Em ofício circular enviado em abril, o secretário de Vigilância em Saúde, Arnaldo Correia de Medeiros, informou sobre a diminuição do quantitativo encaminhado aos entes federativos por sete meses.

“Para que não haja desabastecimento nos serviços de vacinação, o consumo médio mensal da vacina BCG, calculado com base nas doses distribuídas aos estados, será readequado e passará para 500 mil doses/mês”, diz o documento.

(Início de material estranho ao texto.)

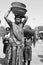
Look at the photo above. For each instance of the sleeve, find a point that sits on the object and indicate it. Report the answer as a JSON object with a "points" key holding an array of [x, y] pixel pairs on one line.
{"points": [[8, 21]]}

A quantidade distribuída varia de acordo com a demanda de cada estado. “A readequação do quantitativo ocorreu por conta da tramitação do processo de aquisição, que envolve compra, desembaraço alfandegário e autorização pela Anvisa para a entrada do produto no país, que posteriormente é enviado para análise do controle de qualidade antes de ser distribuído para todo o país”, informou o ministério ao Metrópoles.

Vacina BCG

É recomendado que a vacina BCG, contra a tuberculose, seja administrada o mais precocemente possível, preferencialmente nas primeiras 12 horas após o nascimento e ainda na maternidade.

Na rotina dos serviços, o imunizante é disponibilizado para crianças de até 4 anos, 11 meses e 29 dias, ainda não vacinadas. Levantamento feito pela reportagem identificou que as quantias enviadas aos estados, atualmente, variam entre 30% e 60% do solicitado.